Summary of Cartwright and Hardie's "Evidence-based Policy: A practical guide to doing it better"

cole_haus

Summary

RCTs are good for producing claims like “It worked there.”. But what we really care about is “Will it work here?”. The standard answer to this question is external validity, but EBP disapproves of this answer for a variety of reasons. Instead, they propose that we answer the question of generalization by thinking about causal principles, causal roles and support factors. To find support factors and the right causal principle, we must engage in, respectively, horizontal search and vertical search up and down the ladder of abstraction.

(This originally appeared on my blog. There are some niceties (alternatively: annoyances) there that are missing here.)

Vignette

The Tamil Nadu Integrated Nutrition Project (TINP) was a program to reduce child malnutrition among the rural poor of India's Tamil Nadu State. Core elements of the program were: nutrition counseling for pregnant mothers and supplementary food for the most deprived young children. TINP succeeded in reducing malnutrition substantially (Weaving 1995). Seeing this success, policymakers in Bangladesh launched the Bangladesh Integrated Nutrition Project (BINP) modeled on TINP. Unfortunately, six years later, childhood malnutrition in Bangladesh continued unabated (Weaving 1995).

Why did BINP fail where TINP succeeded?^[1] One of the main problems was that, while mothers did indeed learn about childhood nutrition, mothers often weren't the primary decision makers in matters of nutrition. In rural Bangladesh, men typically do the shopping. And if a mother lived with her mother-in-law, that mother-in-law was the final authority on issues within the women's domain. Because the decision-makers hadn't received BINP's nutrition counseling, they often used supplemental food from BINP as a substitute and reallocated other food away from mother and child.

Effectiveness

The problem: Generalization

Even in the absence of that holy grail—the RCT—there's considerable confidence that TINP worked. But BINP didn't. Evidence-Based Policy takes problems like this as it's central concern. How do we move from "It worked there."—efficacy—to "It will work here."—effectiveness?

The standard solution: External validity

The standard way of thinking about this problem is external validity. Briefly, a study is internally valid when it provides strong reasons to believe its conclusions. A study has external validity when it can be generalized to other contexts—different times, places and populations.

But EBP disdains external validity. Claims of external validity usually take a shape like "Study A gives us reason to believe that intervention B—which worked on population C at time and place D—will also work on similar (to population C) population E at similar (to time and place D) time and place F." But the word "similar" is doing all the work here. What does it mean?

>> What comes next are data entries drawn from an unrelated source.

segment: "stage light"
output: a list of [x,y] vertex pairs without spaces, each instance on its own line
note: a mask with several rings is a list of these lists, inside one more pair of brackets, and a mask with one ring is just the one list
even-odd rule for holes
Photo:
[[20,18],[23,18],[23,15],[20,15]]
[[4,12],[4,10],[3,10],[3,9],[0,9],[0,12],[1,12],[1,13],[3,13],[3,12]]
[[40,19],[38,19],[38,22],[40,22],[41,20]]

"Similar" can't mean "identical"—then all studies would be pointless because we would never have external validity and could never generalize. But "similar" also shouldn't be construed too permissively. If you insist that the population of Manhattanites and the population of rural Tibetans are "similar" because they both consist of humans living in communities with hierarchies of esteem under a system of hegemonic capitalism on planet Earth, you'll be find yourself perpetually surprised when your interventions fail to replicate.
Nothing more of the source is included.